Is it another manifestation of my need for control? Because if I am driving I’m fine. It’s true that I’m an irritating passenger, with opinions about how and where and when to drive (“that’s a lot of wiper,” said under my breath when I deem Matt as having too aggressively paced the windshield wipers for a drizzle, is one of the comments I’m roundly mocked for). So maybe it’s about not being in control, and that literally making me sick. I’m not sure, though.
Maybe it’s connected to how I have always disliked rollercoasters. The truth is that I have slowly been getting over my fear of rollercoasters, mostly because I’ve started riding them with Grace and Whit. Of course we’re talking about the rollercoasters at Story Lane, or other pretty tame rides. I’m still not comfortable on any kind of real rollercoaster.
A few years ago, when we were at Disney with the children, Matt goaded me into going on Rockin’ Roller Coaster with him at Hollywood Studios. I was so tired of being mocked that I agreed to try it. We got into the car, me fighting a wave of panic, and I asked why we had a harness over our shoulders. Oh, no reason, he said dismissively.
That ride was among the most terrifying few minutes of my life. As the ride came to a screeching finish, Matt looked at me and burst out laughing because, as he said between guffaws, I was literally green.
Perhaps, as I noted a couple of years ago, the swooping up-and-down movement along the tracks is simply too close to my own internal topography, which is already a kind of roller coaster. I climb to outrageous joy and plummet to tearful heartache every single day. Hell, I do that every hour. Just inside my own head and heart. Maybe it’s too overwhelming to also have my body do this.

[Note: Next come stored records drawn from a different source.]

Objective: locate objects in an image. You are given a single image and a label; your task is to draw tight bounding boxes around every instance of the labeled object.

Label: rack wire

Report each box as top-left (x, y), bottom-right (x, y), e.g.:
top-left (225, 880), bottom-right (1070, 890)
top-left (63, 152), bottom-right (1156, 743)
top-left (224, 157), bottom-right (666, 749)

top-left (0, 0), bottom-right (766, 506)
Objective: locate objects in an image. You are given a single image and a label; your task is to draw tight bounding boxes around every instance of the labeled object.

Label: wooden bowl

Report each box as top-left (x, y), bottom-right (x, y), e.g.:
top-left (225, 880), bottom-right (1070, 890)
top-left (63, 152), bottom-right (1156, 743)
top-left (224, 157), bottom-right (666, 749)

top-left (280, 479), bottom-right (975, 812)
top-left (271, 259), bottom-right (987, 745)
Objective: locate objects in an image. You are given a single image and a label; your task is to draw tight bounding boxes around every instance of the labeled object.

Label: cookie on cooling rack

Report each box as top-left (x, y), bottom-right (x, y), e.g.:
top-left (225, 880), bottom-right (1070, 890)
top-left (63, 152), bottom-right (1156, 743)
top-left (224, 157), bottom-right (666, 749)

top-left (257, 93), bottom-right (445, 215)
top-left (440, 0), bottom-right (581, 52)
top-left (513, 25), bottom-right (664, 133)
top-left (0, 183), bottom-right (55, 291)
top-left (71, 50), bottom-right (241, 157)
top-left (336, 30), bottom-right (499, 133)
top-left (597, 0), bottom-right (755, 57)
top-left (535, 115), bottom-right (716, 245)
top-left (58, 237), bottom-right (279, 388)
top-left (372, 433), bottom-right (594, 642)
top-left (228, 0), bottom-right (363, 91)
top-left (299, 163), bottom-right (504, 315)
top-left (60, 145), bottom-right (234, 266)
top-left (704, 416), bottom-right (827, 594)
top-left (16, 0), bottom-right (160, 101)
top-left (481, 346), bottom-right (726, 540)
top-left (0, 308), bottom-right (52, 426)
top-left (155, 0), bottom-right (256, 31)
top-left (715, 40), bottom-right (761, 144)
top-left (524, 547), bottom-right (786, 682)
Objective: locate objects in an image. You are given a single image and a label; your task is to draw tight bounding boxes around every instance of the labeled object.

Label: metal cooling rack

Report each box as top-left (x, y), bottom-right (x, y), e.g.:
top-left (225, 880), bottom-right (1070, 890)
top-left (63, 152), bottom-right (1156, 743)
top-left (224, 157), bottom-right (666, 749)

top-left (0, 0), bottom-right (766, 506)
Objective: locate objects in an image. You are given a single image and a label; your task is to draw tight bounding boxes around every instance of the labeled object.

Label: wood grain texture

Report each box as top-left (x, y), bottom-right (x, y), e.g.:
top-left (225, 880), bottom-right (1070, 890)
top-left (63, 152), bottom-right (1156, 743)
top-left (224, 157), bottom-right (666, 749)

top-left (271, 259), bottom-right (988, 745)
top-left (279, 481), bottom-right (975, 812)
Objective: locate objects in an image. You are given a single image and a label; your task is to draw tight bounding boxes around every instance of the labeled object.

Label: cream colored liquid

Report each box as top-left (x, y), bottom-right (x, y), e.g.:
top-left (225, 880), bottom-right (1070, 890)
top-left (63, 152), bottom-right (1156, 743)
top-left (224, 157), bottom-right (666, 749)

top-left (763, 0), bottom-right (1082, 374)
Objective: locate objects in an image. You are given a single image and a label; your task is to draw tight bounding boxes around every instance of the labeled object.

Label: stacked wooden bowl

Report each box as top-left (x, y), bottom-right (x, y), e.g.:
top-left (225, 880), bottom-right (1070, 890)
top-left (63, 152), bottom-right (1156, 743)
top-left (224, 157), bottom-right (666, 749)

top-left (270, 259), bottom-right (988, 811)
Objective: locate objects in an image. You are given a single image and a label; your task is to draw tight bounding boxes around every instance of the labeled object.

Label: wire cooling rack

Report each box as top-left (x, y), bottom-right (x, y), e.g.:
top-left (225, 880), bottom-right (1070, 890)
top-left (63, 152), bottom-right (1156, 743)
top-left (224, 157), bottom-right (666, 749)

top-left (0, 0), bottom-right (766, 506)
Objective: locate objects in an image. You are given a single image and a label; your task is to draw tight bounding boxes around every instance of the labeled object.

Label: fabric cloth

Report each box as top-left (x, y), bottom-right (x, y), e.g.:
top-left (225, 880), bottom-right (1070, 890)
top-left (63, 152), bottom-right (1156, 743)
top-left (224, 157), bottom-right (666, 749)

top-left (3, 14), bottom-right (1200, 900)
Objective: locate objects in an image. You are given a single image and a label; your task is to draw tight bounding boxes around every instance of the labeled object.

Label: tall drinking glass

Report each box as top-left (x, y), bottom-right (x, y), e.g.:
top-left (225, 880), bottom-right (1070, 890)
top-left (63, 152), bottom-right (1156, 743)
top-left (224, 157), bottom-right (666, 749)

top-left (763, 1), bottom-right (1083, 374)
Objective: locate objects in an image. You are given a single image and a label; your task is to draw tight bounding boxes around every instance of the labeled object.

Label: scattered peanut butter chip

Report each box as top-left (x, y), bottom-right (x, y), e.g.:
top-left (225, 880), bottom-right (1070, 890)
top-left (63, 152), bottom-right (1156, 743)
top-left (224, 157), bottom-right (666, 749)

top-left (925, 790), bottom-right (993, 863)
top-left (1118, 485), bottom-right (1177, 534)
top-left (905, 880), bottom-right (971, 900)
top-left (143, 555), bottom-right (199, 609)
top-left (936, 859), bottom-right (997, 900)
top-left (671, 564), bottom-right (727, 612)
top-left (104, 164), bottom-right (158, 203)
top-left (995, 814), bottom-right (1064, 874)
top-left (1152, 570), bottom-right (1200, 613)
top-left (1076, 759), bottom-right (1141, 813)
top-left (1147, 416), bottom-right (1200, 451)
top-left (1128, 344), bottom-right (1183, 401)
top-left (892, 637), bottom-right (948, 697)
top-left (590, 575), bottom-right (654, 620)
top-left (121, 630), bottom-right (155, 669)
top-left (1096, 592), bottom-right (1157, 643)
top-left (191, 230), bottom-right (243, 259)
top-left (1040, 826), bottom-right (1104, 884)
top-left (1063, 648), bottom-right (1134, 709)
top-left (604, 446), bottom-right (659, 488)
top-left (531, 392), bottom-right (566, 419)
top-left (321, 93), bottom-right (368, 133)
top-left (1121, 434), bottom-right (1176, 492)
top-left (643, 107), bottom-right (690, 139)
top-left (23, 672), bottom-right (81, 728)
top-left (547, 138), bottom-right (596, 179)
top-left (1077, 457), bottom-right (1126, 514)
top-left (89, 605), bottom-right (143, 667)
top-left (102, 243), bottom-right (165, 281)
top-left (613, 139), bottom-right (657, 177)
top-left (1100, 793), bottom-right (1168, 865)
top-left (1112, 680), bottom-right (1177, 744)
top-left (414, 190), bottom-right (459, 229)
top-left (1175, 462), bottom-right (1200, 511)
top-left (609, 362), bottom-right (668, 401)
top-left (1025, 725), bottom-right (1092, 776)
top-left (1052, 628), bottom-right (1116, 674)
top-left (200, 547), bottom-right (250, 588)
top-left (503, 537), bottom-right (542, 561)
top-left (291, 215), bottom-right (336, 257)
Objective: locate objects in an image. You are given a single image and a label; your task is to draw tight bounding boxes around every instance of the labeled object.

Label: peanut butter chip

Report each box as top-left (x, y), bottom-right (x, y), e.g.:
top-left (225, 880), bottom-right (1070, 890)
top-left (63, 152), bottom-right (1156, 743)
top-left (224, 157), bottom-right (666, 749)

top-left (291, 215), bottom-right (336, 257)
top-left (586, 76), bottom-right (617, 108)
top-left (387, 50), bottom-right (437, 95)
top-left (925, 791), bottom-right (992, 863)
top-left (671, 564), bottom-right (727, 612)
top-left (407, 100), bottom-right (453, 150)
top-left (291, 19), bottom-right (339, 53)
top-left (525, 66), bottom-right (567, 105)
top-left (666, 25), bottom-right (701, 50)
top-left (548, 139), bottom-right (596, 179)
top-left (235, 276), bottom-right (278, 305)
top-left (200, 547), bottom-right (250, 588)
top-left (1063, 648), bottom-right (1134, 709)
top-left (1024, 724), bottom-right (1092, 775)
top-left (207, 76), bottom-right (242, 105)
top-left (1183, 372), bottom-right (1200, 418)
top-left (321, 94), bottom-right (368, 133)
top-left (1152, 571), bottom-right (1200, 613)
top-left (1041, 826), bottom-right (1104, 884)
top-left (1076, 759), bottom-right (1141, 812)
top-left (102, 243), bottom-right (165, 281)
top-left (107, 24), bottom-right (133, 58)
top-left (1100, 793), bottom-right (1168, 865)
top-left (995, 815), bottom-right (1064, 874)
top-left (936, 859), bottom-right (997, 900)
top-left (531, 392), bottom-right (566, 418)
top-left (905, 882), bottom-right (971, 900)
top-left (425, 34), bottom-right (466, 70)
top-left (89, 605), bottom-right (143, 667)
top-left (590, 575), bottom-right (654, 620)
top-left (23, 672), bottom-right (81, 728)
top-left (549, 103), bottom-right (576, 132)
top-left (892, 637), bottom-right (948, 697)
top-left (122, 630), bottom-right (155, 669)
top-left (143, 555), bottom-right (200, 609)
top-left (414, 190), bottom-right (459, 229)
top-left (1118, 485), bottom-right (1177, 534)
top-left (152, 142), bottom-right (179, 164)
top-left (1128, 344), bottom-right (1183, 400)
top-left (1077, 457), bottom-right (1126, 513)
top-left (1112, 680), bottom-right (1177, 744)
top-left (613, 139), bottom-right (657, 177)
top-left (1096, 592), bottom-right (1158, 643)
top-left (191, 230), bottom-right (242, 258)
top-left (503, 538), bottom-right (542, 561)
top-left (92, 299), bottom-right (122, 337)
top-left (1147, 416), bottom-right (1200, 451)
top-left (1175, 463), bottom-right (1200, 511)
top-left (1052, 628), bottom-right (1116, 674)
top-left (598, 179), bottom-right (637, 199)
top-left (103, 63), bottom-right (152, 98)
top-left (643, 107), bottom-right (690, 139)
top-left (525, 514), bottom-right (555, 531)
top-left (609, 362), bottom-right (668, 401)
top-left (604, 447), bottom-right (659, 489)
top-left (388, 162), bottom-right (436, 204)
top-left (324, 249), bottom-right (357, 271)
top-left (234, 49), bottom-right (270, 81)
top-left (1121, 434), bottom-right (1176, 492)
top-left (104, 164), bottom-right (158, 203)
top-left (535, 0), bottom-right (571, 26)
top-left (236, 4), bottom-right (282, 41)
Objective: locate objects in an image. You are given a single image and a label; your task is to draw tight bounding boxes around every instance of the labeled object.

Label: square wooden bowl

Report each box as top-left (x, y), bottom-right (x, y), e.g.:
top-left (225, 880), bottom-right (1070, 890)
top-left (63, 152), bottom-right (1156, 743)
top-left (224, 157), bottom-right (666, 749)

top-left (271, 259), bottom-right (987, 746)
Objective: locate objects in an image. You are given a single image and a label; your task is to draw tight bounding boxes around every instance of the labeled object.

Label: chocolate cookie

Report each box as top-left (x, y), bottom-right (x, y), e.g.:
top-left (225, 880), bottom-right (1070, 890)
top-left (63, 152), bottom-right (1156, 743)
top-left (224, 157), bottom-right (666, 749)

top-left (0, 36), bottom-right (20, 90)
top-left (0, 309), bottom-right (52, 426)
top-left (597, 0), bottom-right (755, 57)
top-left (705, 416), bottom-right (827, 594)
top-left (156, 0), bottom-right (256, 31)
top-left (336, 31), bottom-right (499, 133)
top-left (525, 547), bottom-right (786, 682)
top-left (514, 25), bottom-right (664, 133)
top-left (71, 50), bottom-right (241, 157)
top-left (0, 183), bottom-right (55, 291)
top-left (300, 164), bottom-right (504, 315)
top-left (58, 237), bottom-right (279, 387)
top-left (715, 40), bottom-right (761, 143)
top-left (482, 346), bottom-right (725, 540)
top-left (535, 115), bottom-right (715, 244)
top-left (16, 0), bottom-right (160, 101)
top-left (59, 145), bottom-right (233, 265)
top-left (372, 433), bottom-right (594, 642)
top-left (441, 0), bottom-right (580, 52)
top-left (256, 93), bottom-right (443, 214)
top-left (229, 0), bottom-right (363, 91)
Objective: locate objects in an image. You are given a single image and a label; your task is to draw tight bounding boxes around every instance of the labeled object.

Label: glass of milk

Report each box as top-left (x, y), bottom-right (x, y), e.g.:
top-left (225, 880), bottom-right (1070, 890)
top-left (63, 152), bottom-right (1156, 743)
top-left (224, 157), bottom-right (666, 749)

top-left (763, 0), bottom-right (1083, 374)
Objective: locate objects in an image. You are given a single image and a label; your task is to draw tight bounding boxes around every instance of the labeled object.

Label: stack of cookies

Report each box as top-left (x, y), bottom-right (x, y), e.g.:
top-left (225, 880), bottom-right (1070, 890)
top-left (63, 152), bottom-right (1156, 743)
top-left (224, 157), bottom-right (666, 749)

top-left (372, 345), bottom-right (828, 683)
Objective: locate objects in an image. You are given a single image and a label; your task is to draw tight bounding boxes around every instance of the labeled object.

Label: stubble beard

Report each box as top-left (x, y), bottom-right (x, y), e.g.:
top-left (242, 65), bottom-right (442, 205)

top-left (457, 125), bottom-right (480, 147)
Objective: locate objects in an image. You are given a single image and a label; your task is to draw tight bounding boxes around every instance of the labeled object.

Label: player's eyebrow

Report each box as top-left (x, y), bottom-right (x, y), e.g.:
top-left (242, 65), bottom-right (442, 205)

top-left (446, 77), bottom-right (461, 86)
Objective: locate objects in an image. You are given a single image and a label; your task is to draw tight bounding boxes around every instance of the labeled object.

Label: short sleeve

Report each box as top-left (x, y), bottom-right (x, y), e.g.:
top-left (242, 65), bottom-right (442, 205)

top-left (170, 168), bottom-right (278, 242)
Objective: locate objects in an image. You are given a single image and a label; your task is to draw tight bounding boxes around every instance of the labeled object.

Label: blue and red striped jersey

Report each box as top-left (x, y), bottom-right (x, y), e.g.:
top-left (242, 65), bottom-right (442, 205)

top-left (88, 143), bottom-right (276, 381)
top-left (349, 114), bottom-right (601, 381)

Or maybe my propensity to get carsick is simply the universe pushing me to be still. The surest way to get sick, for me, is to distract myself. If I read, if I look at my iPhone, if I turn around and talk to the kids in the back seat, even if I engage too much with the radio: boom. But my only chance at not being nauseous is to sit still, look out the window, and pay attention to what’s outside.
I’m not sure what the root cause of my carsickness is. Maybe it’s just the way my inner ear is constructed. Or maybe it’s some mysterious amalgam of all of these factors, whose precise components can’t be discerned. I don’t know. But I do know that for now, I’ll turn off the music and look out the window and watch the horizon, and hope that that is good enough.